50% des crédits à la consommation sont accordés dans les villes de Rabat et Casablanca

Moins on gagne, plus on s’endette. Les Marocains dont le revenu est inférieur à 4.000 dirhams ont concentré près de 48 % des encours au crédit à la consommation au cours de l’exercice précédent. Les salariés et les fonctionnaires ont représenté 87 % des bénéficiaires du crédit à la consommation, contre 4% pour les artisans et commerçants et 3% pour les professions libérales. Les retraités, quant à eux, ont disposé de 6 %, sans changement par rapport à 2006. C’est ce qui ressort du rapport annuel de Bank Al-Maghrib sur le contrôle, l’activité et les résultats des établissements de crédit, au titre de l’exercice précédent.

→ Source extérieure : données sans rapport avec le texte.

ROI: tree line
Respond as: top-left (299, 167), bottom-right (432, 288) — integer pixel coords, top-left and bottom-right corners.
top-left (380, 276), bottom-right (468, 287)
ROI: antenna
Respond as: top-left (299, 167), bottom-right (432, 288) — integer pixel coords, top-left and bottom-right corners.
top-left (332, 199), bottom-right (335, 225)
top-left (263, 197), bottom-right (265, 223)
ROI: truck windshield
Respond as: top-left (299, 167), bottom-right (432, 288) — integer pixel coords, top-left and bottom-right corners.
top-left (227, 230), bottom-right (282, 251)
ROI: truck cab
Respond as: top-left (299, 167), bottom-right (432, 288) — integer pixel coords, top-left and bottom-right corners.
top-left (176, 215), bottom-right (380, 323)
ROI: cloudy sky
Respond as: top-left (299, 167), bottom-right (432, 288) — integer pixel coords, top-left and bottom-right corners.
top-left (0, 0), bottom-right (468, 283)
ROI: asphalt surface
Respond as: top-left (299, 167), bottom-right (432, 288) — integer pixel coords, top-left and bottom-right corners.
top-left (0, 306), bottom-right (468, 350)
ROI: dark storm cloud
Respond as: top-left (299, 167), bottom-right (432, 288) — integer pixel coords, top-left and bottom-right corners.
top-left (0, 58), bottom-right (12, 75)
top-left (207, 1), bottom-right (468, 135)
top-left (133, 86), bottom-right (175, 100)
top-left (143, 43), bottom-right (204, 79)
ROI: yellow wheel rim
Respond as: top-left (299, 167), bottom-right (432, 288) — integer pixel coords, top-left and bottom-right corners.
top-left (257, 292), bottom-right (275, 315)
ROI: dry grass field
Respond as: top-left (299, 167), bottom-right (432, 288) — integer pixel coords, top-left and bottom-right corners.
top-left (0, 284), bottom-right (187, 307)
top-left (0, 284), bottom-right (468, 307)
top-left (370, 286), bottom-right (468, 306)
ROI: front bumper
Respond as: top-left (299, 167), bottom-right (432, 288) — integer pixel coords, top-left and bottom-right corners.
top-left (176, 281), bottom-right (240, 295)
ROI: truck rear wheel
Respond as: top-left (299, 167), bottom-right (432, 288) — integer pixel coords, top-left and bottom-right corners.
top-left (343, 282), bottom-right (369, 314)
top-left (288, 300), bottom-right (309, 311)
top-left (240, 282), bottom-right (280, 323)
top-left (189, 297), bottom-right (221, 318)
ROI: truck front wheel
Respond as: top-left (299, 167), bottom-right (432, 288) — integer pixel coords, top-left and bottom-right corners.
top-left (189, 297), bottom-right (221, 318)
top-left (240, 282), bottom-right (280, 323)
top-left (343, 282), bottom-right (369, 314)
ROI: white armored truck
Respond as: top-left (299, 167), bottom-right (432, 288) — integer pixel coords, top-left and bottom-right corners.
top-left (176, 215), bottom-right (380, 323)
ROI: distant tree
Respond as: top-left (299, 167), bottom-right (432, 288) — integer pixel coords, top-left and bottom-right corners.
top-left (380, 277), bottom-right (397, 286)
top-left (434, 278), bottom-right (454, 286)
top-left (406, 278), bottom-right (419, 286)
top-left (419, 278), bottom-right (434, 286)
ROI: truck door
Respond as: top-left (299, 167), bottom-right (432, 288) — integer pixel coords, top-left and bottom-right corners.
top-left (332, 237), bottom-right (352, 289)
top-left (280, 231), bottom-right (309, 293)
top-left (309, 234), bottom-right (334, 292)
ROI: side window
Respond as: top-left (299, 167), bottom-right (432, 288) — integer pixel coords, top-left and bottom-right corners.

En 2007, l’encours des crédits à la consommation s’est accru de 37 % à 59 milliards de dirhams, contre 20% en 2006, représentant ainsi 13 % du total des crédits à la clientèle des établissements de crédit.
«Au cours de ces dernières années, le crédit à la consommation a occupé une place de plus en plus importante dans l’endettement des ménages. La bonne tenue de la consommation des ménages, une concurrence accrue entre les établissements de crédit, la diversification de la gamme de produits et services proposés et la baisse des taux d’intérêt sont autant de facteurs ayant favorisé cet essor», précise-t-on dans ce récent rapport de la Banque centrale.
Et ce sont les Casablancais et les Rbatis qui arrivent en tête des Marocains ayant le plus recours au crédit pour assouvir leurs besoins de consommation.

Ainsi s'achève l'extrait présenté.